Das hat Marc Pfitzner bei Eintracht Braunschweig vor

Und wie sehen Sie ihre Rolle als Co-Trainer der Profis?

Schon bei Michael Schiele und auch in der kurzen Zeit bei Jens Härtel war und ist für mich angesagt, erstmal alles aufzusaugen. Mit der Zeit habe ich mehr und mehr Verantwortung bekommen. Jens Härtel wollte mich dann auch erst einmal kennenlernen. Er hat mich gefragt, wofür ich stehe, wie ich Fußball spielen lassen will, wo meine Stärken und Schwächen sind.

„Ich bin der Überzeugung, dass für die Spieler nach der U19 noch nicht entschieden ist, ob sie Profi werden oder nicht. Deswegen braucht man Herrenjahre.“
Marc Pfitzner über die Nachwuchsspieler

Wie lautet denn Ihre Idee von Fußball?

Als Spieler habe ich mich schon damit auseinandergesetzt. Und meine erfolgreichste Zeit war unter Torsten Lieberknecht. Damals gab es einen Spruch, der mich geprägt hat. Und der lautet: Keiner ist größer als das Team. Dieses Leidenschaftliche, das mich ausgezeichnet hat, versuche ich mir beizubehalten. Ein Team ist besser als viele Einzelkönner, bei denen die Chemie aber nicht passt. Unter Torsten standen wir alle zusammen kompakt und hatten dann diese Umschaltmomente. Das war auch das, was ich als Spieler konnte. Aber es gibt ja noch mehr Spielphasen, die wir durchspielen und verinnerlichen. Aber dafür ist diese Geschlossenheit wichtig.

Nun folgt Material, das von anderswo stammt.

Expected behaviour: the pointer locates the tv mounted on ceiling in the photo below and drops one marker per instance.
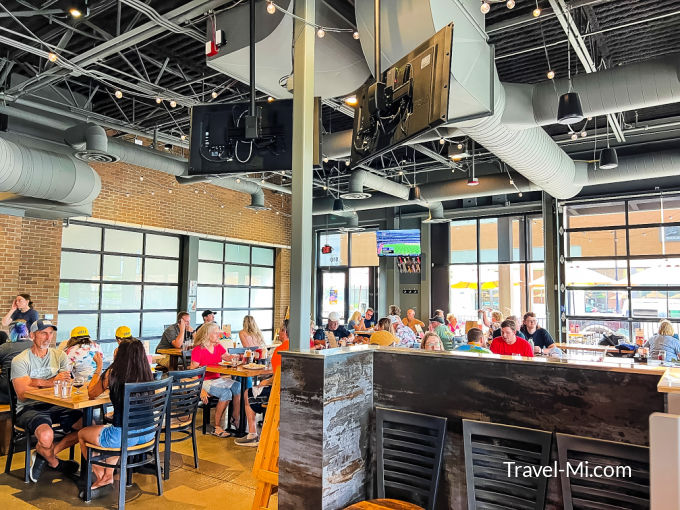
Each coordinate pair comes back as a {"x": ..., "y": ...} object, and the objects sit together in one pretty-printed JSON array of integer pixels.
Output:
[
  {"x": 396, "y": 243},
  {"x": 411, "y": 97}
]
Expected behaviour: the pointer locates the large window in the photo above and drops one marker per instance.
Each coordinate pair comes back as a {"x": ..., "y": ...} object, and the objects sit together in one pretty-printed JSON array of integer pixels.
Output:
[
  {"x": 235, "y": 280},
  {"x": 114, "y": 276},
  {"x": 497, "y": 263},
  {"x": 622, "y": 268}
]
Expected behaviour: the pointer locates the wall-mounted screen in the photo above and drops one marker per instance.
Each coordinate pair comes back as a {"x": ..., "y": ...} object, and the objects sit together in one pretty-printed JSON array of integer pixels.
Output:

Viele Ihrer ehemaligen Mitspieler sind mittlerweile bei Eintracht Braunschweig in anderen Funktionen tätig. Ist das cool, alle beisammenzuhaben?

Das ist gut, und ich glaube, dass wir damit Erfolg haben können. Wir haben viel zusammen erlebt. In manchen Dingen versteht man sich vielleicht sogar blind. Aber unsere Expertise aus der Zeit als Spieler auf dem Platz reicht nicht. Auch ich habe es mir anfangs leichter vorgestellt, Trainer zu sein. Aber man muss sich echt anstrengen, weiterbilden und eine Menge lernen. Deswegen ist der Schritt über das Nachwuchsleistungszentrum genau richtig. Und wir müssen auch aufpassen, dass wir uns nicht zu sehr in einer Wohlfühloase befinden. Deswegen schadet es auch nicht, ein paar Jungs dabei zu haben, die von außen kommen. Aber es ist auch nicht so, dass wir uns nur sagen, wie klasse wir sind. Es geht konstruktiv zu und es wird auch diskutiert.

Marc Pfitzners Traum vom Fußball-Lehrer-Lizenz

Sie wollen Sich weiterbilden. Ist es auch Ihr Ziel, den Fußball-Lehrer-Lehrgang zu absolvieren?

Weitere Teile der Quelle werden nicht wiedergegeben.